The race for the 2016 presidential nomination is increasingly serving to highlight key divisions between the powerful Republican donor class and the Republican voting and activist base. Using recently released Cooperative Congressional Election Study data (an election year survey with more than 50,000 respondents) from 2014, we found that same-sex marriage is an issue that splits the more cosmopolitan and business-friendly Republican donor class from the party’s more socially conservative base. We also learned that off-cycle elections may hamper progress on gay rights by bringing out a more conservative, whiter, and older electorate.
The CCES allows us to compare the attitudes of non-donors who identify as Republican and Democrat, as well as small donors (those who give less than $1,000) and large donors (who give more than $1,000). We found that among Democratic donors there is more support for gay marriage than among non-donors. This is in line with the literature on donors: They tend to be more strongly partisan than non-donors. On the Republican side, however, an interesting pattern emerges. Small Republican donors are more conservative—in line with the observation that donors tend to be more extreme—while large donors are far more supportive of gay rights (44 percent in favor, compared with 28 percent of small donors).
If donors are more ideological, why do big donors on the Republican side buck that trend and espouse more moderate views on gay marriage? A 2010 study by political scientists Brittany Bramlett, James Gimpel, and Frances Lee offers hints. They found that when they are seeking donations, politicians—from both parties—tend to focus on a small number of high-wealth neighborhoods that exhibit “cosmopolitan” views. These neighborhoods tend to be more socially progressive, but they are also more likely to support business-friendly, free-trade policies.

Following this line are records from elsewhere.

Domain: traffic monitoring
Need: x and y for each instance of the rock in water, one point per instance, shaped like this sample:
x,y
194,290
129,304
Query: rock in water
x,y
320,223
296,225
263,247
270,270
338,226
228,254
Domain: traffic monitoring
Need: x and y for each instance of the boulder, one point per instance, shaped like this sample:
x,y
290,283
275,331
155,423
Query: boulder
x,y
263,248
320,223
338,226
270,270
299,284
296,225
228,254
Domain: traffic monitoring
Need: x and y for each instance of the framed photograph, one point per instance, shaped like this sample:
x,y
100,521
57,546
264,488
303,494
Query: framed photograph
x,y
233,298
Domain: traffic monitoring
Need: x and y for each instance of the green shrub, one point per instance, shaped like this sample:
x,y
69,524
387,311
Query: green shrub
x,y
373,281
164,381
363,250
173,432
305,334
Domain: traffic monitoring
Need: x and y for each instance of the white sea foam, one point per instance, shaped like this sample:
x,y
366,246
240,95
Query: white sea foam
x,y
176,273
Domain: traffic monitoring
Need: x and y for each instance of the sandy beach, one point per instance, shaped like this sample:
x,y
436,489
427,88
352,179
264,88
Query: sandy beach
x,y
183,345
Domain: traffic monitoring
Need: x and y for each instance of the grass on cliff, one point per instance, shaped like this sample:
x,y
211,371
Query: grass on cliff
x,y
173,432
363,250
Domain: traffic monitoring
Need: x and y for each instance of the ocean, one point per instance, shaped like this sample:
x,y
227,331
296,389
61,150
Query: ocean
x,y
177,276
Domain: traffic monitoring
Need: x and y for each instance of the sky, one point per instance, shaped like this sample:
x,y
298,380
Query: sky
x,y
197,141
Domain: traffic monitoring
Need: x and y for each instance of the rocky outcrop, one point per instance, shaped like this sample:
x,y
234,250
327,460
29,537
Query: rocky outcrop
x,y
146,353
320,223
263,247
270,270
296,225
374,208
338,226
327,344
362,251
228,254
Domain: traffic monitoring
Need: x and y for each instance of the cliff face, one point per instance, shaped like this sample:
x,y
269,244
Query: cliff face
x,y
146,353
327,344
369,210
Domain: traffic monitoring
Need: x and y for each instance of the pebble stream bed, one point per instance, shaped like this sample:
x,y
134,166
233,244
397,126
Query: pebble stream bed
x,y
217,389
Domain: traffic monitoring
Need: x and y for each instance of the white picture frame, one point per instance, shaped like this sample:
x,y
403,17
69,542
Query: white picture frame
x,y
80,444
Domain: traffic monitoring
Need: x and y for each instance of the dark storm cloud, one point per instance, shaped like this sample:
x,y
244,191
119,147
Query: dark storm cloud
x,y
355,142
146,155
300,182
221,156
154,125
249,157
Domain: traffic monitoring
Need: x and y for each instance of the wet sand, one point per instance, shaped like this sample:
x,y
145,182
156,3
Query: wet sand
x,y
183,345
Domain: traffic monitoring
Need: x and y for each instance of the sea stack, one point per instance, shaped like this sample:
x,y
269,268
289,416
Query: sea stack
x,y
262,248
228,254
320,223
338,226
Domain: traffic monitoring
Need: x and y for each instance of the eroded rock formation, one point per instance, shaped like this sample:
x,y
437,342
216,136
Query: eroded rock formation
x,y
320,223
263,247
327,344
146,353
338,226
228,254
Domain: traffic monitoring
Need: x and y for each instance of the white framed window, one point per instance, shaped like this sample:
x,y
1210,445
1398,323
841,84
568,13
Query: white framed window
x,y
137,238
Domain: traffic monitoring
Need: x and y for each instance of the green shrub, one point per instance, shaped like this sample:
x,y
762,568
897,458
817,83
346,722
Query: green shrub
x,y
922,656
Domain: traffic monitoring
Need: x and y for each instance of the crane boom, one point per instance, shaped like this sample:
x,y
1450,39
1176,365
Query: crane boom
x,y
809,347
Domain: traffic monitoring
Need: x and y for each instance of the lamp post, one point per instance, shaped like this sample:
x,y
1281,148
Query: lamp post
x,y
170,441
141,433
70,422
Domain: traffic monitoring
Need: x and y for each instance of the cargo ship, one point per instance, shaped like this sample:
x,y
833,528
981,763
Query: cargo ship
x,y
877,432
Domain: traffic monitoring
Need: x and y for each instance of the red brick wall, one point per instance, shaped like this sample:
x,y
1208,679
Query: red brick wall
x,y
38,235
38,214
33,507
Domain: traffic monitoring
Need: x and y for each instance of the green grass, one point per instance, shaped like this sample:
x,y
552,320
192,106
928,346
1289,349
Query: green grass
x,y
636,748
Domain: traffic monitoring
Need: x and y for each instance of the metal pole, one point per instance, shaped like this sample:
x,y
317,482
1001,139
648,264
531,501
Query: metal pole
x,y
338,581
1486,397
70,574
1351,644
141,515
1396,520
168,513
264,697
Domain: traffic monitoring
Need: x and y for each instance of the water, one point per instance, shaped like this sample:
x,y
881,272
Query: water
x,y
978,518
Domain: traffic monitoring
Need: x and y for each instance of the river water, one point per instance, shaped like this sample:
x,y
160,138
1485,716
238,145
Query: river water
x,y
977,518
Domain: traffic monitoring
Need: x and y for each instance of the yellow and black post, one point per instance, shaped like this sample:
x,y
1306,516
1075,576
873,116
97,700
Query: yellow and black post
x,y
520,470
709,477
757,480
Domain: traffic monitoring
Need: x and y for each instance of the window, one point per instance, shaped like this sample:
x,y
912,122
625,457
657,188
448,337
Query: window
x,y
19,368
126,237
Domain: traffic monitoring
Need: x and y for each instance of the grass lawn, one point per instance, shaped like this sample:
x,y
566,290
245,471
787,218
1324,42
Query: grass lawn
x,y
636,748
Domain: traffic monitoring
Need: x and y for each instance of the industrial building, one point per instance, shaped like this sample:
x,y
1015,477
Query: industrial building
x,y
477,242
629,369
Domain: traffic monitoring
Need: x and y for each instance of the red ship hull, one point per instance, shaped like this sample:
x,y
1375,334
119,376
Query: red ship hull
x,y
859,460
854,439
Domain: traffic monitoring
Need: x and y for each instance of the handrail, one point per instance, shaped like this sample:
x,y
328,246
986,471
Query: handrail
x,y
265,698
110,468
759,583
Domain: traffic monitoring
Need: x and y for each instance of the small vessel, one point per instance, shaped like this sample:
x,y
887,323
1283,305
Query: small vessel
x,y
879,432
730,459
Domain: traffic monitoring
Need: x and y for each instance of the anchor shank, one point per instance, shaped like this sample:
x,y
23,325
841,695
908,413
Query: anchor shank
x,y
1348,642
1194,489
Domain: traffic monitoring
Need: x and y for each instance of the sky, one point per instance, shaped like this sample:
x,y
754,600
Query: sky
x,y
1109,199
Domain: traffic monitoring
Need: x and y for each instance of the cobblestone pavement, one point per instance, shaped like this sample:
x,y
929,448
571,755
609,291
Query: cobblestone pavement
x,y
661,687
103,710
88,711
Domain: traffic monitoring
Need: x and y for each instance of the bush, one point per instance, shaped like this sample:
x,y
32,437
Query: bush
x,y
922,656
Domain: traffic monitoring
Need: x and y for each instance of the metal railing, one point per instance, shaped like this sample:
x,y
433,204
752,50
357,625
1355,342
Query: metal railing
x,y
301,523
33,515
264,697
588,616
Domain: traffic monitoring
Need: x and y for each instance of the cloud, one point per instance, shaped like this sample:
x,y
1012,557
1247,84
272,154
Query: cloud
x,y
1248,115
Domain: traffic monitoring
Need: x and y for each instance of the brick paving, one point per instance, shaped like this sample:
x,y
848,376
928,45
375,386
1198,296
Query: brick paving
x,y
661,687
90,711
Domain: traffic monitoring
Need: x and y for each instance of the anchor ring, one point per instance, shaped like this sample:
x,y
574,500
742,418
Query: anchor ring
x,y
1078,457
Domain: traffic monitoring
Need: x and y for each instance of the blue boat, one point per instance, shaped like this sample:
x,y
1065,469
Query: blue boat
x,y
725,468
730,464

Although the majority of big Republican donors oppose gay marriage, they may be inclined to ignore or downplay the issue in order to focus on things they perceive as more important. Small Republican donors may be less willing to do so. In a 2011 study of small donors, large donors, and non-donors conducted by the Campaign Finance Institute, respondents from six states were asked to rank priorities on a scale of 1 to 4. Among the issues where the biggest differences between non-donors, small donors, medium donors, and large donors were revealed are gay rights and abortion. This suggests that large donors would be more willing to downplay those issues in favor of subjects they see as more salient—like taxes and trade.
The CCES data has another lesson that will be especially resonant for proponents of gay rights: In 2014, 58 percent of non-voters supported gay rights, compared with 54 percent of voters. This suggests that high-turnout elections are advantageous for gay rights advocates. Last month in Houston, a key equal rights ordinance supported strongly by the LGBTQ community lost in a low-turnout, off-cycle election. Although turnout was only one of many contributing factors in that race, it’s important to note that low-turnout environments will be less favorable of gay rights legislation. Republicans who did not vote in 2014 are slightly more likely to support gay marriage than those who did.
The gay rights debate, then, holds important lessons for American politics. First, it illustrates key divides on the right, between cosmopolitan elite donors within the Republican Party and the Republican base. (Democratic donors are slightly more favorable to gay marriage than Democratic voters, but the gap isn’t as large as on the right.) With other issues where such divides might also show up—abortion and immigration, for instance—increasingly important in 2016, this rift may grow wider. Already, three candidates (Sen. Ted Cruz, Sen. Rick Santorum, and Dr. Ben Carson) signed a National Organization for Marriage pledge to support a constitutional amendment prohibiting gay marriage. Other candidates have endorsed such a view, although others, like Sen. Lindsey Graham, have essentially given up the fight. Stories like that of Kentucky county clerk Kim Davis may continue to serve as wedge issues for the party in the future.
Second, the data suggest that when elections do not coincide with a presidential vote, voters are likely to be older, whiter, and more conservative, so those elections will be less favorable environments for proponents of gay rights. LGBTQ rights supporters should therefore push for pro-gay ballot initiatives in presidential election years.
As 2016 approaches, Republicans will increasingly be at a crossroads: Small donors and voters are overwhelmingly opposed to gay marriage, while marginally attached Republicans and the elite donor class are somewhat more supportive. The donor class, seeing the popularity of gay rights, is increasingly willing to relegate the issue to the dustbin. But will the base?